On a warm Saturday in April, 32 trees were planted along the property’s street edge. Flowering trees were planted along the highway edge of the parcel. Shade and ornamental trees now line the sidewalks of Farmington Avenue and Broad Street. Another 8 trees were planted in October.

The 2 1/2 - acre lot, formerly the site of Hartford Public High School, has been vacant since the 1960’s when the construction of Interstate 84 cut through the City of Hartford.

Thousands of workers pass the lot daily on their way to and from work.

Next step in the project will be to create a quarter-mile elliptical shaped stone dust path for people to use for walking or jogging. Once completed the 6-foot fence walling off the property will be removed. An existing memorial to the former Hartford Public, the second oldest public high school in the nation and is fondly remembered by many graduates who live in the Hartford area, will be relocated to a more prominent area on the site.

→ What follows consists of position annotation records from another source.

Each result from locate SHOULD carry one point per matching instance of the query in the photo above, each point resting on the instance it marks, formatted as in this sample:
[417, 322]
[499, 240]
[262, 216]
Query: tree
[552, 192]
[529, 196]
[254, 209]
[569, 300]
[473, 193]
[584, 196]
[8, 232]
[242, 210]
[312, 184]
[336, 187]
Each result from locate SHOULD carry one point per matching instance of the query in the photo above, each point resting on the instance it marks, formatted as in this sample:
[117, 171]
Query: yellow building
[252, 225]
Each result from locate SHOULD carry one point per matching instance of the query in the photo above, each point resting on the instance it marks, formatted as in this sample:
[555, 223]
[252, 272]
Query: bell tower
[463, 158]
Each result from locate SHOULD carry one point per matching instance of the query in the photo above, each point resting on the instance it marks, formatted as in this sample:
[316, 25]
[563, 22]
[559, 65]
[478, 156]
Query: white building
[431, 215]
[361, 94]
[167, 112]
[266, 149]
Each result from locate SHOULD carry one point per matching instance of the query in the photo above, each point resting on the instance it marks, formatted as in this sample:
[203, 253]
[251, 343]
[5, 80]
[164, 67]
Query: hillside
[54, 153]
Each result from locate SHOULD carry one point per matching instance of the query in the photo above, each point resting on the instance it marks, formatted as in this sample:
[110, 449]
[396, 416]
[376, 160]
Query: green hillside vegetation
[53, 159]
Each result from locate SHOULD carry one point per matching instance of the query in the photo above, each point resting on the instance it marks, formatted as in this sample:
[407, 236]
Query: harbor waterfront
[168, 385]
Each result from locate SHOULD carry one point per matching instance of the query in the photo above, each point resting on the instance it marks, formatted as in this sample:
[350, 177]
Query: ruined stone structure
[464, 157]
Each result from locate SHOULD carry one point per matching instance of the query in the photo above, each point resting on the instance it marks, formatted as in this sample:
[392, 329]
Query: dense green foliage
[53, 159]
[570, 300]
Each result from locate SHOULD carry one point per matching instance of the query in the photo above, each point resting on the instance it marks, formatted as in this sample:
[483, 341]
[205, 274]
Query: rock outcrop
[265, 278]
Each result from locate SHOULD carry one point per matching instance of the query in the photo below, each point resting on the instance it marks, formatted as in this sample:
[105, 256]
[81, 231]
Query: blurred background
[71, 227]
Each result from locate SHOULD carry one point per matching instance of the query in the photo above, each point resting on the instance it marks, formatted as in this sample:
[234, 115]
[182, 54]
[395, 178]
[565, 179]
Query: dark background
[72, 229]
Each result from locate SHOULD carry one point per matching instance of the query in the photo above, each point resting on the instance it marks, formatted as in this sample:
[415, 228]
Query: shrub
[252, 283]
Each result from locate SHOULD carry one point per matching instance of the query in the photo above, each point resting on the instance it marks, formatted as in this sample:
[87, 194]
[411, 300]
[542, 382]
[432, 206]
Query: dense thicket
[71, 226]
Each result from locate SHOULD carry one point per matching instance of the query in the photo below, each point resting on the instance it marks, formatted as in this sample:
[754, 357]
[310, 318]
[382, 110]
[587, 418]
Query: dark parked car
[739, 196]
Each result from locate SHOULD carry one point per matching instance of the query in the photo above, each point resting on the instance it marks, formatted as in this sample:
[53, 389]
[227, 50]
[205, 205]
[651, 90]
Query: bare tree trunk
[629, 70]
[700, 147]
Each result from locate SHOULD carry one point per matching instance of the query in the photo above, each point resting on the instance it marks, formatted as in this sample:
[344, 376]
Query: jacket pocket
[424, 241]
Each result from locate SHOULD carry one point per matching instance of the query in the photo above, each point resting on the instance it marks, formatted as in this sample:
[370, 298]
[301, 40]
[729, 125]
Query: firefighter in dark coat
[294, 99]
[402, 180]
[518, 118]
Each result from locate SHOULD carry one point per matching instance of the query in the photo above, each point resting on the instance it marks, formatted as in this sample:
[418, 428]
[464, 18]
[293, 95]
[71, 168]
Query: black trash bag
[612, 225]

The project has been aided by former Hartford Public High School graduate James Kinsella who administers the Alexander A. Goldfarb Memorial Trust.

Click here for more pictures at the Urban Forum's website.

Banners Springing Up in Asylum Hill

To celebrate and highlight 16 building and restoration projects recently completed, now underway or in the works, banners are rising throughout the Asylum Hill neighborhood.

Ken Johnson, Executive Director of NINA (Northside Institutions Neighborhood Alliance) spearheaded the project working with neighbors and the Greater Hartford Arts Council. Funding assistance was provided by The Hartford.